To put the question more precisely: Can Americans preserve their security, prosperity, and civil liberties without maintaining an active role in the world — and specifically in the Middle East and its environs? The answer is no. As Americans try to “pivot” away from the region’s problems, those problems, history teaches us, will follow after them and likely worsen.

Why is isolation not an option? The region’s wealth will necessarily influence interests around the world; and so will its pathologies. The West cannot be indifferent to the conquest of a country with large oil reserves (and therefore large revenues), which helps explain why George H. W. Bush organized a war to free Kuwait from Iraqi forces in 1991. Imagine if ISIS or al-Qaeda were to take power in Saudi Arabia and control its bank accounts; no amount of “homeland security” could then neutralize the resulting terrorist danger.
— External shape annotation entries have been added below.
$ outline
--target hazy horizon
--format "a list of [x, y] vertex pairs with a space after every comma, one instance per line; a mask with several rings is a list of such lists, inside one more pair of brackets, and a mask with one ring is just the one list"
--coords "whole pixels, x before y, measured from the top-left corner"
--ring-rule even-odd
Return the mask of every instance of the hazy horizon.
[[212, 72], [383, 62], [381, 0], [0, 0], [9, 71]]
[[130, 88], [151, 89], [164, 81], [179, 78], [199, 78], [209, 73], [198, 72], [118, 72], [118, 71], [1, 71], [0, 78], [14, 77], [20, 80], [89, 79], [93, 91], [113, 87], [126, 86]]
Similarly, even though America and other Western countries tried to stay out of Syria’s civil war, the conflict’s ill effects reached them in the form of terrorist murders and millions of refugees.

Neither the Middle East nor any other large region can be quarantined. Nuclear or biological weapons developed there could strike anywhere, and cyber attacks launched from there could infect computers anywhere. Isolation is impossible in the world of Internet, easy travel, and miniature means of mass destruction.

High technology aside, there’s the question of who will protect freedom of navigation on the seas. Since the sun set on the British Empire, the United States has been instrumental in keeping the world’s seas open to commerce. No other country or alliance is ready and able to substitute. Without open sea lines of communication, much of the world’s trade would cease to flow. If, in hopes of disengaging from the Middle East or cutting its defense budget, the United States were to relinquish this essential role, the harm to the global economy, including America’s economy, would be catastrophic.

In other words, disengagement from the Middle East would not isolate the United States; it would simply forfeit America’s ability to shape events. This is not an argument for any particular kind of engagement — it does not, for example, militate for U.S. ground troops to be deployed to Syria. But it is an argument against believing that non-intervention would spare America from paying a price for what happens in the region.